Me dirigí tan rápido como mi par de alas negras pudieron llevarme al centro de Agni, donde ya se encontraban muchos de los habitantes de esta para aguantar la batalla lo máximo que les fuera posible, hasta la derrota del ejército alado, o la nuestra; lo haríamos porque a tozudos era incapaz de ganarnos nadie —bueno, quizás sí cierto arcángel desquiciado, y tan cerrado de mente, como evidentemente loco. —; así que retendríamos la lucha para que no siguieran adentrándose más en Zetten y fuesen capaces de llegar, ya no sólo a la capital, sino a la corte del Rey Abaddon.

Recibí algunas sonrisas cómplices y un par de leves alzamientos de cuellos, a modo de efusivos saludos, cuando aterricé en el corazón de mi ciudad. En seguida tomé partido de la conversación que muchos ya mantenían sobre las posiciones y tácticas de guerra que emplearíamos para detener a la hueste celestial. Se nos estaba dando a cada uno una misión determinante cuando de repente Angul, un descerebrado demonio cinco veces más alto, musculoso y fornido que el resto, y que sólo era capaz de pensar en dos cosas: en los conflictos y en su querida —y muy afilada— hacha, fue incapaz de esperar a que la batalla fuera más limítrofe, por lo que el muy patán acabó adentrándose en las profundidades del Limbo para ayudar a Grand Bois, junto con su inseparable arma.

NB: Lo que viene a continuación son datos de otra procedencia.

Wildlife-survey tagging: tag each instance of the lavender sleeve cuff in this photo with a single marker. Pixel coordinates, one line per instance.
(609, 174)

>>Había veces que hasta incluso mantenía conversaciones con ella.

Maldito y estúpido melón cabeza hueca sediento de sangre... ¡espero que consigan acabar contigo...! — Mascullé en voz baja y apretando fuertemente los labios, colocándolos en una fina línea, renegando del comportamiento chabacano de mi hermano, el cual, después de tantos golpes recibidos durante las cruzadas —en las que participaba con gusto—, había acabado siendo un torpe y burdo deficiente mental.

«Creo que se acaba de ganar el honor de hacer que deje de nombrarlo como uno de mis hermanos... no quiero que me tomen por un majadero» —Pensé entonces.

Fui conscientes de cómo las veintiséis legiones de demonios de Amduscas volaban adentrándose en la espesa humareda que provocaba el fuego de Agni para ofrecer también su ayuda al comienzo de Zetten, y cómo las treinta y dos de Aym, se unían a nosotros en la capital para luchar a nuestro lado en caso de que la milicia llegase hasta allí.

El resto de las tropas de Azazel, el abanderado de los ejércitos, estaban frente a la puerta del palacio de Abaddon; lugar donde se refugiaban, por su propia seguridad, en ese momento; nuestros grandes y viles duques, marqueses irrazonables, tesoreros rateros, Minos, el más abusivo en inmoderado juez y, por último; Uphir, el médico inmortal que atendía síntomas, recetaba y sanaba a otros seres cuyas almas eran igualmente eternas.

Esperaba que alguna vez en lo que nos quedaba de perpetuidad alguien se diera cuenta de la total y absoluta estupidez que suponía el tener a un médico en un lugar cuyos habitantes ya estaban muertos.

Pensé si también yo debía de contactar con mis setenta y tres legiones y enviarlas al encuentro, pero debido a que el Rey demonio no me había dado ninguna orden en especial, consideré que quizás no corríamos tanto peligro, y sólo estábamos actuando así por precaución y para evitar sorpresas; así que me terminé rehusando.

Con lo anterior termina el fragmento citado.